Categories: Physics.

# Lyddane-Sachs-Teller relation

While the Lorentz oscillator model originally studied the electric dipole formed by an electron and its nucleus, it can also be applied to the nuclei of polar crystals, i.e. crystals held together by polar bonds between ions. When an electromagnetic wave passes by, its electric field $\vb{E}(t)$ exerts a force on the ions, leading to an optical response.

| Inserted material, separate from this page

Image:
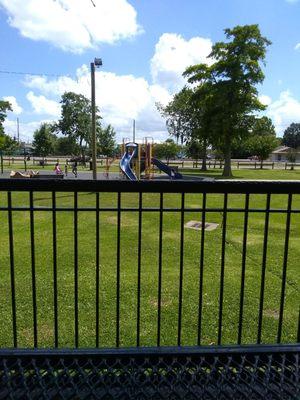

We are talking about light waves (photons) creating lattice vibrations (phonons), i.e. a photon-phonon conversion, where the total energy and momentum must be conserved. If the photon has frequency $\omega$ and wavenumber $k$, and the phonon $\Omega$ and $K$, then:

\begin{aligned} \hbar \omega = \hbar \Omega \qquad \qquad \hbar k = \hbar K \end{aligned}

In other words, such a conversion can only take place at intersections of the dispersion relations $\omega(k)$ and $\Omega(K)$. The latter consists of two branches: low-frequency acoustic modes and higher-frequency optical modes. Meanwhile, the photon dispersion is simply $\omega = c k / n$, where $n$ is the medium’s refractive index.

For acoustic phonons, the dispersions only intersect at $k = K = 0$, which is simply a static solid in a static electric field. For optical phonons, the intersection is at a nonzero $k$. In addition, light is a transverse wave, so it can only interact with transverse phonons, meaning that we must only consider transverse optical (TO) phonons.

A wave’s group velocity is the slope of its dispersion, so $\ipdv{\omega}{k}$ and $\ipdv{\Omega}{K}$ in this case. Clearly, light is much faster than sound, so $\omega(k)$ is much steeper than $\Omega(K)$, meaning that the photon-phonon conversion will happen at relatively low $k$. In practice, the intersection is in the infrared (IR), hence TO phonons are sometimes called IR active.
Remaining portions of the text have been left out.